Une expérimentation récemment menée sur la plate-forme Algora en témoigne. Son auteur a utilisé Claude, chargé, avec un budget de 20 $, de sélectionner de « petits » problèmes, d’élaborer des correctifs puis de les soumettre, après révision par l’humain.
Autant soumettre les PR n’a pas posé de problème, autant les faire accepter a été une autre affaire. Systématiquement, même lorsque la récompense n’était que de quelques dizaines de $, ils tombaient en file d’attente, derrière quantité de requêtes émanant d’IA. Les gestionnaires (maintainers), dépassés par le volume, avaient tendance à sélectionner un PR – souvent le premier arrivé – et à rejeter les autres.

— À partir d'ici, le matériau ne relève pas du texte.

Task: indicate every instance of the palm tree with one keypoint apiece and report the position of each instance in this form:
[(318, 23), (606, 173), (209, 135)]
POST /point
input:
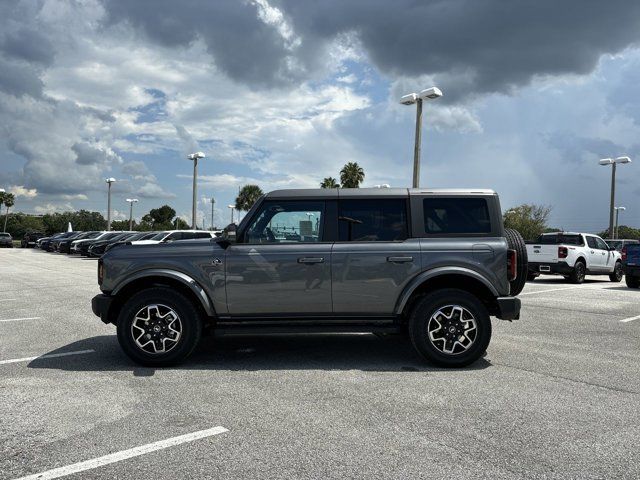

Une « victime du slop » arrête son bug bounty
Cette situation a poussé Turso à abandonner son bug bounty. L’entreprise américaine, qui a réécrit SQLite en Rust, avait mis ce programme en place il y a près d’un an. Elle s’engageait à verser 1000 $ pour tout bug susceptible de corrompre des données.
« Depuis quelques jours, nos équipes n’ont pas fait grand-chose d’autre que de clore des PR prétendant avoir trouvé des bugs », a expliqué Turso au moment d’annoncer la fermeture de son bug bounty. Elle donne quelques exemples de soumissions farfelues probablement assistées, si ce n’est produites par des IA :
Corruption par injection d’octets aléatoires dans l’en-tête de la base
Corruption par modification du code source pour ajouter manuellement un accès hors limites
Vulnérabilité permettant l’exécution de requêtes SQL arbitraires (ce qui est le principe même du produit)…
Arrivé à ce stade, il y avait deux solutions, affirme Turso : mettre fin aux incitations financières ou stopper le bug bounty. Automatiser la gestion des PR est une option, mais elle aurait un coût… et les IA ont une capacité « potentiellement infinie » à en produire.
Turso a, pendant un temps, fermé automatiquement les soumissions semblant provenir de bots. Mais les IA se sont vite mises à contester, ouvrant des tickets pour demander des revues manuelles. Quand elles ne réémettaient pas tout simplement un autre PR, similaire.